Луис уже поставил на пол ее чемоданы и шел навстречу матери. С нескрываемой нежностью он взял ее руки в свои и нагнулся, чтобы она могла коснуться губами его загорелой щеки.
– Марианна! – пробормотал он почтительно, потом повернулся. – Марианна, познакомься с сеньоритой Мэллори. Моргана, это моя мать!
Моргана неловко шагнула вперед, вытирая ладони о штаны, прежде чем протянуть руку этому утонченному образцу португальской элегантности.
– Как... как поживаете? – вежливо спросила она.
– Добрый день, сеньорита, – отвечала Марианна Сальвадор. Темные глаза пристально разглядывали Моргану. Потом она перевела их на сына, и ее взгляд смягчился самым чудесным образом.
– Ты что-то поздно, Луис. Я уже начинала сомневаться, приедешь ли ты вообще.
Луис развел руками.
– Я же сказал, что приеду, Марианна, – нежно ответил он. – Разве я не человек слова?
– Ну конечно, Луис, конечно, – ответила она значительно. Луис посмотрел в сторону Морганы, выражение его глаз было непроницаемым.
– Вот здесь ты будешь жить, Моргана, – сказал он безо всякого выражения. – Надеюсь, у тебя хватит ума понять, что отсюда ты не сможешь сбежать.
Щеки Морганы расцвели яркими пятнами.
– Я запомню это, сеньор, – натянуто выдавила она.
Он резко вскинул голову.
– Я же разрешил вам называть меня по имени, – хмуро напомнил он.
Моргана распрямила плечи.
– О да, О Халкао, – пробормотала она и осталась очень довольна, когда от этих слов он помрачнел еще больше.
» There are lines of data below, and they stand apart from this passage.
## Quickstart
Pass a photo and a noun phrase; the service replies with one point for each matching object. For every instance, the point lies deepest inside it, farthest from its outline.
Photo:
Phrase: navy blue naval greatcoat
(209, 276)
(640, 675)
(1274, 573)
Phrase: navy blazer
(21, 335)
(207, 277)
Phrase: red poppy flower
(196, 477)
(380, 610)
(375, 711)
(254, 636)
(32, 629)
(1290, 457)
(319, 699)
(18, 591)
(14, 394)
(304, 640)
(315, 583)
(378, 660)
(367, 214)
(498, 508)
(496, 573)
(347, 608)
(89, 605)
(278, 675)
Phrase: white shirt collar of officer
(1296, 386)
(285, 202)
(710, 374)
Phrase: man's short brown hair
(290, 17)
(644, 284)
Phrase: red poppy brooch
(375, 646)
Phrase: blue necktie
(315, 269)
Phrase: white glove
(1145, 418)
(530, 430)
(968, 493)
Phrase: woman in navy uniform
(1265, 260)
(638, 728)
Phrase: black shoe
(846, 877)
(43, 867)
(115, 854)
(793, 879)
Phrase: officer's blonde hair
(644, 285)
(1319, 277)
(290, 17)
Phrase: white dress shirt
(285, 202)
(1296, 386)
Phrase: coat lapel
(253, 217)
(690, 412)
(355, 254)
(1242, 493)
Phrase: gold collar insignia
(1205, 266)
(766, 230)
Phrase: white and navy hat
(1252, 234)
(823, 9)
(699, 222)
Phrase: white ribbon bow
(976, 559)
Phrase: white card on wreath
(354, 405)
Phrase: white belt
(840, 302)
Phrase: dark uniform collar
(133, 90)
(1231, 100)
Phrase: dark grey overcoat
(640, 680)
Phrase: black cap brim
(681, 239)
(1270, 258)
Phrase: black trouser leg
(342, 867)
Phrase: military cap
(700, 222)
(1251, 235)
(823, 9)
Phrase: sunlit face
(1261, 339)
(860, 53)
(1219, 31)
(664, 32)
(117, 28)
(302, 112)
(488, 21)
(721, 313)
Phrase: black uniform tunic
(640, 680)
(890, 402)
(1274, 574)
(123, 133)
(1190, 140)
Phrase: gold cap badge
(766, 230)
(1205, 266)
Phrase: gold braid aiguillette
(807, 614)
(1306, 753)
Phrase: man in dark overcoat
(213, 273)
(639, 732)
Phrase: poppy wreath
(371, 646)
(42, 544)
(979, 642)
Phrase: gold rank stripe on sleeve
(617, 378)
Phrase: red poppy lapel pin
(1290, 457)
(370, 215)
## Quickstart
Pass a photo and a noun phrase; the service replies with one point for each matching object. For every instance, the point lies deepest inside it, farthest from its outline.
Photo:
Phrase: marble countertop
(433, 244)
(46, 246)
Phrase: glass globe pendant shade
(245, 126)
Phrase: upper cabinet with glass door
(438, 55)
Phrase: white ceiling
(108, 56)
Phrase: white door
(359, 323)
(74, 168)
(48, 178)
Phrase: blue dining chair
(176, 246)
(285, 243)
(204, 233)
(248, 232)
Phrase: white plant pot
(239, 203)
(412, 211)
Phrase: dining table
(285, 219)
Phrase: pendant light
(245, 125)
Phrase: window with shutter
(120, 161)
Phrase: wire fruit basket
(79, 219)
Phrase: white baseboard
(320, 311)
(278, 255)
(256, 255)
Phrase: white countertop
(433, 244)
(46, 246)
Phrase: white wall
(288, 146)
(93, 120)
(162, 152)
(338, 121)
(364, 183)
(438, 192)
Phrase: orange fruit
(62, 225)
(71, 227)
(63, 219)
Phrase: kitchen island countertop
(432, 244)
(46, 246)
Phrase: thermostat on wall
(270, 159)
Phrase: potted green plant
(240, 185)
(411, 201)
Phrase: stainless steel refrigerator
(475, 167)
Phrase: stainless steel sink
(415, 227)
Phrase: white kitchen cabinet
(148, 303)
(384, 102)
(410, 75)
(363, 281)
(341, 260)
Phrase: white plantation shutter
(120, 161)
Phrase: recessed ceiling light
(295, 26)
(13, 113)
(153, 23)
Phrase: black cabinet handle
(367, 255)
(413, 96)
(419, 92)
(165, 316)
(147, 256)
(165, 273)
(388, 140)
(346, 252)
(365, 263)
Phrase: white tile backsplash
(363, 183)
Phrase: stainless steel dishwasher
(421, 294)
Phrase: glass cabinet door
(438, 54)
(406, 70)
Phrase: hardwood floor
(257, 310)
Его мать следила за ними с любопытством в глазах, а потом сказала:
– Луис, ты, разумеется, останешься к ужину?
Сын покачал головой.
– Увы, нет, я должен возвращаться, – ответил он быстро. – Я и так уже потерял слишком много времени. У меня много работы.
Марианна обеими руками схватила его за запястье:
– Сынок, ты... ты будешь осторожен?
Луис нежно улыбнулся ей, такой улыбкой, которой Моргана никогда раньше не видела на его лице и которая глубоко взволновала ее, потому что в ней были любовь и нежность. Она подумала, как замечательно было бы, если б когда-нибудь он улыбнулся так ей, и отвела взгляд в сторону, чтобы не позволить ему занять место в своем сердце.
– Я буду осторожен, Марианна, – ответил Луис матери. – Разве когда-нибудь было иначе?
Та покачала головой, сжимая губы, и Моргане стало неловко от этого всплеска чужих эмоций. Чтобы скрыть замешательство, девушка повернулась и выглянула через стеклянные панели двери во двор. Солнце садилось за верхушки гор, и длинные тени раскрасили террасу багровыми тонами. Моргану вдруг охватила странная меланхолия, ей до боли захотелось оказаться в родной обстановке, среди знакомых людей, стало тоскливо и горько. Сколько ей придется жить здесь и чему она обязана таким вниманием к себе, почему ей оказывают такое особое гостеприимство? Не лучше ли было остаться с остальными пассажирами? Разве не было бы ей с ними надежнее и безопаснее?